For the last 20 years, my colleagues in the scientific community have issued warnings that the release of greenhouse gases is altering the earth's climate in ways that are both expensive and deadly. It is well established that the climate change of recent decades can be attributed to the way we use energy. In fact, the greatest insult to our planet is the way we produce and use energy. This is one of the principle subjects that I have spoken about and worked on since I first ran for Congress, and it is one of the reasons, I believe, that my constituents sent me to Congress.

As an energy scientist, I know how much can be done technically to reduce our dependence on fossil fuels and to slow the rate of climate change. Last year, Congress passed H.R. 6, the Energy Independence and Security Act, historic legislation that took the long overdue first steps toward addressing global climate change and addressing our long term energy needs. Unfortunately, the U.S. Senate removed a provision from the H.R. 6 that would have repealed billions in tax subsidies for oil companies and instead invested in the production of renewable energy. I am pleased that the House is reconsidering these important provisions today in H.R. 5351. If this legislation becomes law it will be a significant second step toward implementing a rational, sustainable national energy policy.

Today, consumers are paying more at the pump than ever before. My constituents in my Central New Jersey district are paying $2.95 at the pump, a 119 percent increase from what they paid in 2001. Gas prices throughout the country over the last two weeks have risen an additional 17 cents, and oil prices have reached a record high at $102 per barrel. While American families transportation and heating costs continue to rise, the five top oil companies posted record profits for 2007, and ExxonMobil posted the largest corporate profit in American history of $40.6 billion. At this time of record profits, oil companies are receiving huge government subsidies. It is past time that we reverse this failed policy which has only benefited big oil companies at the expense of American families and our environment.
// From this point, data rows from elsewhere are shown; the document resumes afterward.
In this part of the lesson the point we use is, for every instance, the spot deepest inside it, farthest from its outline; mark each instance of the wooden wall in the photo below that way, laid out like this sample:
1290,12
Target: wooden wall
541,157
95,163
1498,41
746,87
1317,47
The legislation before us today would eliminate the $18 billion in tax breaks that have been awarded to big oil. It will use this money to extend and expand tax incentives for renewable electricity, energy and fuel, as well as for plug-in hybrid cars, and energy efficient homes, buildings, and appliances. Specifically, it would extend existing tax credits for the production of renewable energy, including solar, wind, biomass, geothermal, hydro, landfill gas and trash combustion, as well as adding new incentives for the use and production of renewable energy.

My home state of New Jersey has been a leader in solar production, with over 2,400 solar installations in place and I am told that it has the fastest growing solar market in the United States. The extension of the solar energy tax credit through 2016 will help ensure that the use of solar will continue to proliferate in New Jersey. This will help New Jerseyans reach our goal of having 20 percent of the State's electricity come from renewable sources by 2020.

The renewal of these tax credits will also help to increase our economy by creating hundreds of thousands of jobs. According to a recent study, if the renewable energy tax breaks expire at the end of this year over 116,000 jobs in wind and solar industries would be lost in one year. Today, when the predicted economic growth forecast is an anemic pace of 1.3 to 2 percent and unemployment is likely to climb above percent, we in Congress should do everything we can to ensure job growth and preserve jobs.

Of course, this bill is not enough. If it becomes law it will be an excellent continuation of the work we began last year. Having passed this bill we will be able to continue to consider other alternative energy and climate change legislation, and I am confident that we will. I urge my colleagues to support this legislation.